En Iran, après le repas, les femmes débarrassent la table puis vont papoter autour d’un samovar, tandis que les hommes se consacrent à la sieste. Heureusement pour eux, car s’ils ne prêtaient qu’un instant attention à ce que racontent leurs chères épouses dans leur dos, ils feraient sans doute moins les fiers et dégringoleraient de ce qu’ils pensent être leur piédestal… Trois ans après le très remarqué Persépolis, Marjane Satrapi est revenue sur sa jeunesse iranienne pour nous réjouir avec ces conversations féminines.

broderiesPour les Iraniennes, la broderie n’est pas seulement une occupation à laquelle s’adonne la gente féminine. Le terme comporte également, non sans une certaine malice, une allusion chirurgicale à la virginité « retrouvée » des jeunes filles qui souhaitent se marier après avoir goûté aux plaisirs de la chair.

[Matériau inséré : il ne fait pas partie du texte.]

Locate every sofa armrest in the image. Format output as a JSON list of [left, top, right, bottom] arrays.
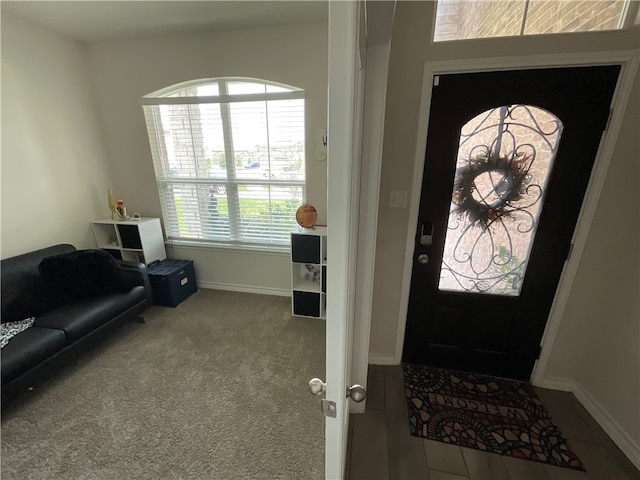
[[117, 260, 153, 306]]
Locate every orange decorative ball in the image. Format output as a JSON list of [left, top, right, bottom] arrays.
[[296, 203, 318, 228]]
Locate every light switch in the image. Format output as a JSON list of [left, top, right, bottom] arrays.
[[389, 190, 407, 208]]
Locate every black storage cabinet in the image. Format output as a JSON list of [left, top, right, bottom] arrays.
[[147, 259, 198, 307]]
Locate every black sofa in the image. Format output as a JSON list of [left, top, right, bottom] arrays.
[[0, 244, 152, 407]]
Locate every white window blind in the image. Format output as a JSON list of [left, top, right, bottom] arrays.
[[141, 78, 305, 246]]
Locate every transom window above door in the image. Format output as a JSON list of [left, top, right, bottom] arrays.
[[433, 0, 638, 42], [141, 77, 305, 249]]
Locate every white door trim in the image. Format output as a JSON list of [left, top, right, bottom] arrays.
[[395, 50, 640, 384], [324, 2, 361, 479]]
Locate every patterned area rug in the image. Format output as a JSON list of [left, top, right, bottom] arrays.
[[403, 364, 584, 471]]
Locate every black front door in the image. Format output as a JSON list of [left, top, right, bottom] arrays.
[[403, 65, 620, 380]]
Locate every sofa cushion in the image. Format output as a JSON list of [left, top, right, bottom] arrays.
[[0, 244, 75, 323], [0, 326, 67, 385], [34, 286, 146, 343], [39, 250, 143, 299]]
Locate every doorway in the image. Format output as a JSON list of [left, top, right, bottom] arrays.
[[403, 65, 620, 380]]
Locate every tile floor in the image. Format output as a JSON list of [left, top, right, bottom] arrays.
[[347, 365, 640, 480]]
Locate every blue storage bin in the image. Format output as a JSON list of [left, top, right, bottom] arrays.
[[147, 258, 198, 307]]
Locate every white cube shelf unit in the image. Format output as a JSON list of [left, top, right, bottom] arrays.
[[91, 218, 167, 265], [291, 227, 327, 318]]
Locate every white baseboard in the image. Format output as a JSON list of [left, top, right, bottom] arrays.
[[197, 281, 291, 297], [532, 377, 578, 392], [369, 353, 398, 365], [535, 377, 640, 470]]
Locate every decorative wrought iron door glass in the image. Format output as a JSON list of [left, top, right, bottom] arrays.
[[438, 105, 562, 296]]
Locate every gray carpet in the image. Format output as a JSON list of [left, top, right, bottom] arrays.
[[2, 290, 325, 480]]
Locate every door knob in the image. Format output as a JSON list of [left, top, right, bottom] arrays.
[[309, 378, 327, 395], [347, 383, 367, 403]]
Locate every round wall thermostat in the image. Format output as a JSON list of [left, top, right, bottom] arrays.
[[296, 203, 318, 228]]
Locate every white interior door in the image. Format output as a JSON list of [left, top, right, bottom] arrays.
[[325, 2, 362, 479]]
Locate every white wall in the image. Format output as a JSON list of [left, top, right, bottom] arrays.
[[89, 23, 327, 293], [1, 13, 111, 258], [547, 69, 640, 452], [370, 2, 640, 454]]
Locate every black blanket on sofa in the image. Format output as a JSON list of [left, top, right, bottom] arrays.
[[0, 244, 151, 403]]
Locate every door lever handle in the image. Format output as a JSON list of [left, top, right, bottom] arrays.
[[420, 223, 433, 245]]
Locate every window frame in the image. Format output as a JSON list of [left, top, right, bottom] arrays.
[[140, 76, 307, 251], [429, 0, 640, 46]]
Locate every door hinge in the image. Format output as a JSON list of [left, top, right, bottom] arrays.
[[567, 243, 573, 262], [604, 109, 613, 132]]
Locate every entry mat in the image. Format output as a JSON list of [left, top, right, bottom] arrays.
[[403, 364, 584, 471]]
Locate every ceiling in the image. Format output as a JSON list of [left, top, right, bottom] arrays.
[[1, 0, 328, 43]]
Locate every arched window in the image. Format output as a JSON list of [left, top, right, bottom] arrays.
[[141, 77, 305, 247]]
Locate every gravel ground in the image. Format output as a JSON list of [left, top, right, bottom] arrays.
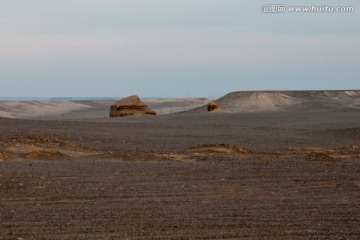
[[0, 111, 360, 240]]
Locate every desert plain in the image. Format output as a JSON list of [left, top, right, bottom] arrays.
[[0, 91, 360, 240]]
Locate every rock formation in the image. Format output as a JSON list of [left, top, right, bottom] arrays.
[[207, 102, 224, 112], [110, 95, 156, 117], [0, 152, 6, 161]]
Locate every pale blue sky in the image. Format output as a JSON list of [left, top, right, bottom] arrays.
[[0, 0, 360, 97]]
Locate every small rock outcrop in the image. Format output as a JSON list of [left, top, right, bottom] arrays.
[[110, 95, 156, 117], [207, 102, 224, 112], [0, 152, 6, 161]]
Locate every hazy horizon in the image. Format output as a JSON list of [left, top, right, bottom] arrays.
[[0, 0, 360, 98]]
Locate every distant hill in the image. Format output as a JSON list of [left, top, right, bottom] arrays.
[[189, 90, 360, 113], [217, 90, 360, 112]]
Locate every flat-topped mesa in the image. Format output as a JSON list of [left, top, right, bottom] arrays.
[[207, 102, 225, 112], [110, 95, 156, 117]]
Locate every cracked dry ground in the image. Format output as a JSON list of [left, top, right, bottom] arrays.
[[0, 111, 360, 239]]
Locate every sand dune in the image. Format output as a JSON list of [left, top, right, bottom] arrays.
[[0, 98, 209, 120], [217, 91, 360, 112]]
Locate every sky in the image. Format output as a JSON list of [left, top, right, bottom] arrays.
[[0, 0, 360, 98]]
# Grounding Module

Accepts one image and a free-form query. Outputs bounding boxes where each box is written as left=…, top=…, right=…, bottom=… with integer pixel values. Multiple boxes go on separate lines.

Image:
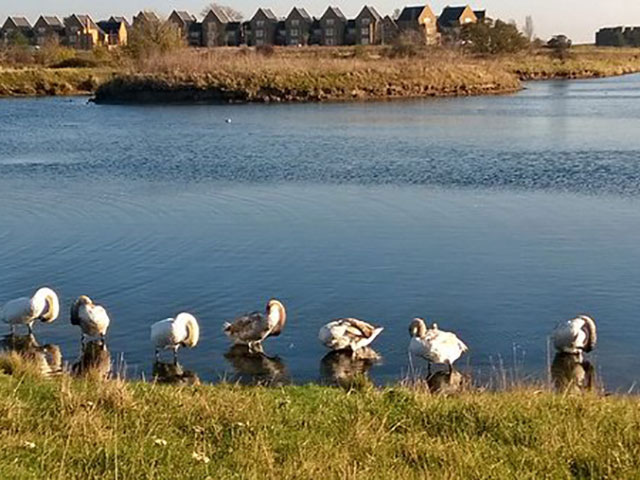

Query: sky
left=0, top=0, right=640, bottom=43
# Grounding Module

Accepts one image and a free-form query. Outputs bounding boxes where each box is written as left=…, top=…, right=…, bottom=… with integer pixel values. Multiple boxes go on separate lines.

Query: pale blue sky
left=0, top=0, right=640, bottom=42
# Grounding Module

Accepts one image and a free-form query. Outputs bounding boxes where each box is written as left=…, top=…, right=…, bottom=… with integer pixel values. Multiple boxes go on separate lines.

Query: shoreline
left=5, top=47, right=640, bottom=104
left=0, top=370, right=640, bottom=479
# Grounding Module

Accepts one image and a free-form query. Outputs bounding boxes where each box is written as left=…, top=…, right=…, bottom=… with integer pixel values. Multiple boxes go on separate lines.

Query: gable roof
left=107, top=15, right=129, bottom=27
left=36, top=15, right=64, bottom=28
left=98, top=20, right=123, bottom=34
left=398, top=5, right=425, bottom=22
left=287, top=7, right=313, bottom=22
left=4, top=17, right=31, bottom=29
left=251, top=8, right=278, bottom=22
left=205, top=5, right=233, bottom=23
left=320, top=7, right=347, bottom=20
left=64, top=13, right=100, bottom=29
left=171, top=10, right=196, bottom=23
left=358, top=5, right=382, bottom=21
left=438, top=6, right=467, bottom=27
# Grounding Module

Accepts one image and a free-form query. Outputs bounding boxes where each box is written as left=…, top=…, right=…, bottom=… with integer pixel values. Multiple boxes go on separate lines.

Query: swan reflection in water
left=0, top=334, right=62, bottom=377
left=224, top=345, right=291, bottom=386
left=551, top=353, right=595, bottom=393
left=427, top=368, right=471, bottom=395
left=320, top=347, right=382, bottom=387
left=71, top=340, right=112, bottom=380
left=152, top=360, right=200, bottom=385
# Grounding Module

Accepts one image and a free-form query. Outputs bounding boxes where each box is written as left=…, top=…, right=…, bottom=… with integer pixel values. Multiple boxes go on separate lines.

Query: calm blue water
left=0, top=76, right=640, bottom=391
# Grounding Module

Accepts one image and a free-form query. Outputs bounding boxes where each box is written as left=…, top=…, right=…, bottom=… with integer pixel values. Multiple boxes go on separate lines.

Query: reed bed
left=0, top=357, right=640, bottom=479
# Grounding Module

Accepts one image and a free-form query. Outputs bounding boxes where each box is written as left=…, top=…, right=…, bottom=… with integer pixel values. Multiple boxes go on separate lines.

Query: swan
left=222, top=299, right=287, bottom=352
left=151, top=312, right=200, bottom=361
left=318, top=318, right=384, bottom=358
left=71, top=295, right=110, bottom=343
left=0, top=288, right=60, bottom=334
left=409, top=318, right=469, bottom=373
left=551, top=315, right=598, bottom=355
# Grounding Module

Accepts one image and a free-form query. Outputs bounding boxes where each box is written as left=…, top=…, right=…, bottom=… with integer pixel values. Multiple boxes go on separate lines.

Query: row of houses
left=596, top=27, right=640, bottom=47
left=0, top=5, right=486, bottom=49
left=0, top=14, right=130, bottom=50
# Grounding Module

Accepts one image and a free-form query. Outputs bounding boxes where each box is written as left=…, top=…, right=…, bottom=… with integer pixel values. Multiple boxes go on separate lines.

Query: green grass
left=0, top=360, right=640, bottom=479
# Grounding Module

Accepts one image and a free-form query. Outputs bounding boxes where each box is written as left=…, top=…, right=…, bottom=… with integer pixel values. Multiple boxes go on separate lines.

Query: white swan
left=551, top=315, right=598, bottom=355
left=0, top=288, right=60, bottom=333
left=318, top=318, right=384, bottom=358
left=71, top=295, right=111, bottom=342
left=409, top=318, right=469, bottom=372
left=222, top=299, right=287, bottom=352
left=151, top=313, right=200, bottom=361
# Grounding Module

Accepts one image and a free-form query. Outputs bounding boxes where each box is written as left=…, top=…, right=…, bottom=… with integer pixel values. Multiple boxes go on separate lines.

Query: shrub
left=126, top=12, right=186, bottom=60
left=461, top=20, right=529, bottom=55
left=256, top=45, right=276, bottom=57
left=547, top=35, right=571, bottom=60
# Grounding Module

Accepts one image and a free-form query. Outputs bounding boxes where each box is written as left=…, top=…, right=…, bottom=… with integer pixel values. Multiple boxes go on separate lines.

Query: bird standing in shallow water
left=551, top=315, right=598, bottom=357
left=409, top=318, right=469, bottom=373
left=318, top=318, right=384, bottom=358
left=151, top=313, right=200, bottom=362
left=222, top=299, right=287, bottom=352
left=0, top=287, right=60, bottom=334
left=71, top=295, right=111, bottom=343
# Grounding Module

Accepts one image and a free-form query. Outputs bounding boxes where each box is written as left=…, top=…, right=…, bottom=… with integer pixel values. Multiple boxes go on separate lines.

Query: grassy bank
left=0, top=358, right=640, bottom=479
left=0, top=47, right=640, bottom=103
left=0, top=67, right=113, bottom=97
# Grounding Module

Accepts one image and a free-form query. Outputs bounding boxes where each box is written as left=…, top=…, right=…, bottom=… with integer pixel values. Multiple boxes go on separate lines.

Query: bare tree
left=523, top=15, right=536, bottom=42
left=201, top=2, right=244, bottom=22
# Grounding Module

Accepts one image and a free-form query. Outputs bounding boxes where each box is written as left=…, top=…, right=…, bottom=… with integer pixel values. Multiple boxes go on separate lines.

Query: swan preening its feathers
left=318, top=318, right=384, bottom=358
left=551, top=315, right=598, bottom=355
left=0, top=288, right=60, bottom=333
left=71, top=295, right=111, bottom=341
left=222, top=299, right=287, bottom=352
left=409, top=318, right=469, bottom=372
left=151, top=313, right=200, bottom=360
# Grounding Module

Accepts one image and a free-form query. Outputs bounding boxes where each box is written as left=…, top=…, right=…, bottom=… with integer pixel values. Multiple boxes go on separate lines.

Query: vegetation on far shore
left=0, top=350, right=640, bottom=479
left=0, top=21, right=640, bottom=103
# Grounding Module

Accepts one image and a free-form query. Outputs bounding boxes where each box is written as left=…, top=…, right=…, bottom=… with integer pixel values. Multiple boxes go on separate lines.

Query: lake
left=0, top=75, right=640, bottom=391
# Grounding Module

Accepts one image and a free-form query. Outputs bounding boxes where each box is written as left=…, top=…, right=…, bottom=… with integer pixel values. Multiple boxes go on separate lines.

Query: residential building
left=382, top=15, right=400, bottom=45
left=355, top=6, right=382, bottom=45
left=438, top=5, right=478, bottom=42
left=64, top=14, right=105, bottom=50
left=0, top=17, right=33, bottom=45
left=284, top=7, right=313, bottom=45
left=202, top=5, right=232, bottom=47
left=320, top=7, right=347, bottom=46
left=132, top=10, right=160, bottom=28
left=248, top=8, right=278, bottom=47
left=33, top=15, right=64, bottom=46
left=167, top=10, right=197, bottom=38
left=397, top=5, right=440, bottom=45
left=97, top=17, right=129, bottom=48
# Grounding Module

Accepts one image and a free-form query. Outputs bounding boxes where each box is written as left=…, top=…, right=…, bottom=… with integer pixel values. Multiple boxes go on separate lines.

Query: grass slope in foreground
left=0, top=370, right=640, bottom=480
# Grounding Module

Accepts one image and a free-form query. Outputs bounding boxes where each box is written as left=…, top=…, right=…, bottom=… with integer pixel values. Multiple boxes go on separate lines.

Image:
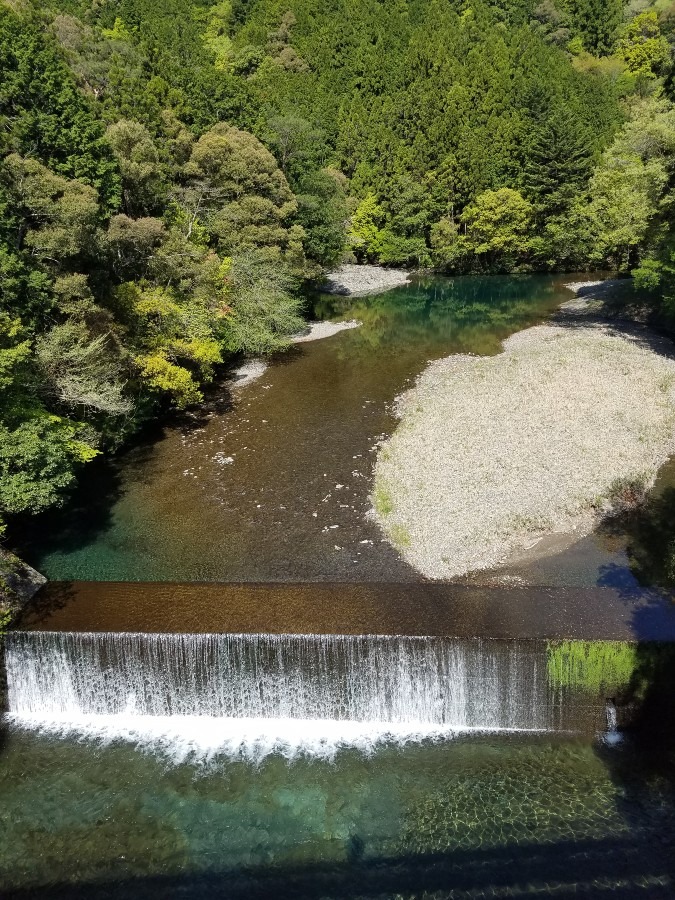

Ces discussions à bâtons rompus sur le ton du badinage révèlent une réalité moins rose de la condition féminine en Iran, avec la souffrance et le mépris que les femmes doivent endurer dans le cadre du mariage. Mais comme dans Persépolis, Marjane Satrapi a judicieusement choisi l’humour, une arme aussi efficace sinon plus que la révolte. Les fanatiques religieux ne considèrent-ils pas le rire comme la marque du diable, a fortiori celui des femmes ? Quoi qu’il en soit, ceux-ci ont su nous montrer de façon peu amène, ces dernières années, qu’ils ne l’appréciaient guère.

Certains esprits chagrins y verront peut-être un parti pris misandre – le mâle ne ressort guère grandi de cet étrillage verbal – mais pour les autres, ces anecdotes, souvent croustillantes, apparaîtront comme un exutoire des plus légitimes. Tout au long du livre, les hommes ne jouent qu’un rôle secondaire et peu enviable, sans se douter une seconde qu’ils ne sont que des « pachas » en sursis, potentiellement déchus par les sarcasmes ravageurs de ces femmes, dont certaines apparaissent très libérées et de manière plus surprenante, libertines. Ce n’est qu’en apparence qu’elles sont soumises, car elles acceptent volontiers de faire leur autocritique, conscientes de payer pour leur propre bêtise à tout vouloir miser sur leur mari. Si la révolution a eu lieu en Iran il y a près de 40 ans, une autre, féministe celle-là, couve toujours pour la moitié de la population. Et à la lecture de l’ouvrage, l’espoir est permis…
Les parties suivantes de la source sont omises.